Akıncı, İçişleri Bakanlığının resmi rakamlarına göre, Kuzey Kıbrıs'ta 220 bin vatandaşın olduğunu vurgulayarak, “İster Kıbrıs’ta ister dünyanın herhangi bir yerinde yaşasın mevcut KKTC vatandaşları, çözümün ilk gününde herhangi bir köken farkı gözetilmeksizin federal devletin vatandaşı ve AB vatandaşı olacak” şeklinde konuştu.
DÖNÜŞÜMLÜ BAŞKANLIK
Dönüşümlü başkanlık konusuna ilişkin de değerlendirmelerde bulunan Akıncı, “Dönüşümlü başkanlık konusu Kıbrıslı Türklerin siyasi eşitliğinin iki temel unsurundan biridir ve mutlaka olmalıdır. Henüz tam net bir uzlaşma yok ama bir çözüm olacaksa bu konuyu da içerecek. Bunun kabul edilmemesi halinde anlaşma metni Kıbrıslı Türkler tarafından onaylanmaz. Kıbrıslı Türk lider olarak, halkın seçtiği cumhurbaşkanı olarak çok iyi biliyorum. Bunu saklamaya gerek yok. Bu konuda net pozisyonumuz budur” dedi.
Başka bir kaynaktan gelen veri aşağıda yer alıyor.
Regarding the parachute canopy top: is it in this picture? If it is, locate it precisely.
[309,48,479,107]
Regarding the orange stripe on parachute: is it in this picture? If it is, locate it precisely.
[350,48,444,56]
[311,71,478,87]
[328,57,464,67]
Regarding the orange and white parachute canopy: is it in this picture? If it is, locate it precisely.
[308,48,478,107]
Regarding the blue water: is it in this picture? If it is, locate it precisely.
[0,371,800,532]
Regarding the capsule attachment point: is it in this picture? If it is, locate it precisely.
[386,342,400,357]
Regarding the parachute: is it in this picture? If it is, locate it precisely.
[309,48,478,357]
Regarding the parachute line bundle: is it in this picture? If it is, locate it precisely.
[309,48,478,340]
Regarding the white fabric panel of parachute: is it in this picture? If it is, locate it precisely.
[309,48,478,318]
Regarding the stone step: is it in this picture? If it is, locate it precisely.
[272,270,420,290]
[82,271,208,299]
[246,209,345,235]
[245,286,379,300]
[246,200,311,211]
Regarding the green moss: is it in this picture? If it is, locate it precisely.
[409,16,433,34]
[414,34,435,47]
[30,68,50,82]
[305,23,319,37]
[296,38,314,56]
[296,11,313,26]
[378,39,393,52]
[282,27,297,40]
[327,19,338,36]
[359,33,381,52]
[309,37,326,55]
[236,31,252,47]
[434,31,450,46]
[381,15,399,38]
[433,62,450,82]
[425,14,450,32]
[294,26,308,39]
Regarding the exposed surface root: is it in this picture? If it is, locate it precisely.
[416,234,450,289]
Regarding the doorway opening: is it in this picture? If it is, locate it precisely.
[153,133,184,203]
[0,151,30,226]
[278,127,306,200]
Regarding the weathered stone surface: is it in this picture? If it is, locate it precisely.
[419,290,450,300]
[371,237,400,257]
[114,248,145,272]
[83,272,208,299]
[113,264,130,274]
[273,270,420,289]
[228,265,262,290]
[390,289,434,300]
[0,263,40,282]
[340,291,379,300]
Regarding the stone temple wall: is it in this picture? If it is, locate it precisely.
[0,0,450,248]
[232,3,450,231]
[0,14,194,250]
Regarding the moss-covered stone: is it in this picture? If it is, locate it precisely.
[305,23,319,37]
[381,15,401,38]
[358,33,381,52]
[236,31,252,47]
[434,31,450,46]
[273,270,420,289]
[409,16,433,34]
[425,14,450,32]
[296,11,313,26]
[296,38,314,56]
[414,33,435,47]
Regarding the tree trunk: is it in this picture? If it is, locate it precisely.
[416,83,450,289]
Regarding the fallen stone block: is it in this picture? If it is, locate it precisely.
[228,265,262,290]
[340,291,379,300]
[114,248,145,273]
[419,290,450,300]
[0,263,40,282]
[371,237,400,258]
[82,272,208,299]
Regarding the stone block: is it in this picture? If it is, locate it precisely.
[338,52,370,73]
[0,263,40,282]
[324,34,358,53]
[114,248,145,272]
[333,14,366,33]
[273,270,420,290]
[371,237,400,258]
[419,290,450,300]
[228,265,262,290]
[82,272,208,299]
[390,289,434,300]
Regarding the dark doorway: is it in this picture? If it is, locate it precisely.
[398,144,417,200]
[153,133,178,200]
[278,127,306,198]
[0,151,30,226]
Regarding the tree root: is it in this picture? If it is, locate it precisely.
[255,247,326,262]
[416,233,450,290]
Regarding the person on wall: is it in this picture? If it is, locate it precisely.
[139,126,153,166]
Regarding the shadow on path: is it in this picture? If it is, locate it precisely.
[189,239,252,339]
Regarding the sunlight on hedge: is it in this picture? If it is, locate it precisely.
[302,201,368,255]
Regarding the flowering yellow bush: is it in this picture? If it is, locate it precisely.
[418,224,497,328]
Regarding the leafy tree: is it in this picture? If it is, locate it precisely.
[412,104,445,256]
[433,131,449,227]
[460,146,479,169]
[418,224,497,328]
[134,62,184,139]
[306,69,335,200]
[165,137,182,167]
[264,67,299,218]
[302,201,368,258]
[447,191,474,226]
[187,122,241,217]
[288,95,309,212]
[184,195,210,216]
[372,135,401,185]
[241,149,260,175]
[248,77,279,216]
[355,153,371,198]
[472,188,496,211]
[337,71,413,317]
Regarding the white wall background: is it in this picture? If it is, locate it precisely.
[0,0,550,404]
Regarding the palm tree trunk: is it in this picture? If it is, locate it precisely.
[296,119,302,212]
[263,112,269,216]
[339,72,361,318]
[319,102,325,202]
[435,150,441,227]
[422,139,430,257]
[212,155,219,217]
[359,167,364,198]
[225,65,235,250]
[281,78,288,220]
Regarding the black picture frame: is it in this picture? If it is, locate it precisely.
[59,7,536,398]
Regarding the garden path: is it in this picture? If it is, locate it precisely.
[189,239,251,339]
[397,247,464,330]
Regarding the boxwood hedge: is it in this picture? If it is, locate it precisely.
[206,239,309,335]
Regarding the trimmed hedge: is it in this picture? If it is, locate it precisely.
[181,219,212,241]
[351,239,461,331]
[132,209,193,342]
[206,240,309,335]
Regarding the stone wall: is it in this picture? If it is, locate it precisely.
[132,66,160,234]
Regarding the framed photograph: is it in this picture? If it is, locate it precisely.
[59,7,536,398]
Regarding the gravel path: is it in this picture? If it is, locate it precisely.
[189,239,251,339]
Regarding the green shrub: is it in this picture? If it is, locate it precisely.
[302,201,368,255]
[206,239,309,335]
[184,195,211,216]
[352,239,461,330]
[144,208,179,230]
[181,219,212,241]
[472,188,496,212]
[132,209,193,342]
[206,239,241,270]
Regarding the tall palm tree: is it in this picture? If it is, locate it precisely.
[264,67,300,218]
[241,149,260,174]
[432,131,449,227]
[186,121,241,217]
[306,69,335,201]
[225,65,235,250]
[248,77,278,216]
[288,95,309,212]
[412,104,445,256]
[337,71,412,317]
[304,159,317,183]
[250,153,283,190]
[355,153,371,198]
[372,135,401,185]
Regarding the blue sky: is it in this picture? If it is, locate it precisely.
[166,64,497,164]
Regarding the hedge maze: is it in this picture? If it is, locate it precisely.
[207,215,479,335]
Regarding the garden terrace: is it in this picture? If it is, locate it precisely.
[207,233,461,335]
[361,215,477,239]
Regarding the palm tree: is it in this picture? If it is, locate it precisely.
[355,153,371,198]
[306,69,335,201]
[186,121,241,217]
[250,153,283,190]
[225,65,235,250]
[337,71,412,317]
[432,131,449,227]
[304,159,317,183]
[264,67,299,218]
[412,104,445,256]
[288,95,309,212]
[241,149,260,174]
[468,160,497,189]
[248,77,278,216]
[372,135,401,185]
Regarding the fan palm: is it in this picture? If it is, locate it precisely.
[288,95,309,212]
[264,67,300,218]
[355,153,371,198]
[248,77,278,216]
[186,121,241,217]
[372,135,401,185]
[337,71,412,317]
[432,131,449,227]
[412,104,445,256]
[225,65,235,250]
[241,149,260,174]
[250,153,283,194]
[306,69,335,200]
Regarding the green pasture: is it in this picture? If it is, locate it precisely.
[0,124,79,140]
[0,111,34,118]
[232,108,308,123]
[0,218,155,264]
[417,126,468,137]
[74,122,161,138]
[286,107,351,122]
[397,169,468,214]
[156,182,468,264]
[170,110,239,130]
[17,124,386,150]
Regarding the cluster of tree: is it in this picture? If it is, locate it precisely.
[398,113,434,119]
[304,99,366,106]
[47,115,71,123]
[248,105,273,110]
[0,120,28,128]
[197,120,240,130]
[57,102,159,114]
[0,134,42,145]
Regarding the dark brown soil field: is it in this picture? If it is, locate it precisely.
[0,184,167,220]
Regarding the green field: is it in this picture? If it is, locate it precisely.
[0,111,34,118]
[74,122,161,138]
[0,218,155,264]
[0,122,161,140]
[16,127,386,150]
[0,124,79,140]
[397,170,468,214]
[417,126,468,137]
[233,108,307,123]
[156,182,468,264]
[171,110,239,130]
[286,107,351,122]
Kıbrıs sorununun çözülmemesi halinde mevcut yapının 50 yıl daha sürmeyeceğini vurgulayan Akıncı, “Bölgedeki ateş çemberi Kıbrıs’ı da sarabilir. Kıbrıs’ta çözüm istemek akıl işidir. Çözümde tüm tarafların kazançlı çıkacağı bir formül bulunabilir. Müzakerelerde tarih olmamasına karşın 2016 yılı aslında doğal bir takvimdir” ifadelerini kullandı.
Kıbrıs'ta müzakereler, Cumhurbaşkanı Akıncı'nın göreve gelmesinin ardından BM Genel Sekreteri'nin Kıbrıs Özel Danışmanı Espen Barth Eide'nin ara buluculuğunda, 15 Mayıs 2015'te yeniden başlamıştı.
Cumhurbaşkanı Mustafa Akıncı ve Rum lider Nikos Anastasiadis, yarın İsviçre'de BM Genel Sekreteri Ban Ki-mun'un da katılımıyla görüşmelere devam edecek.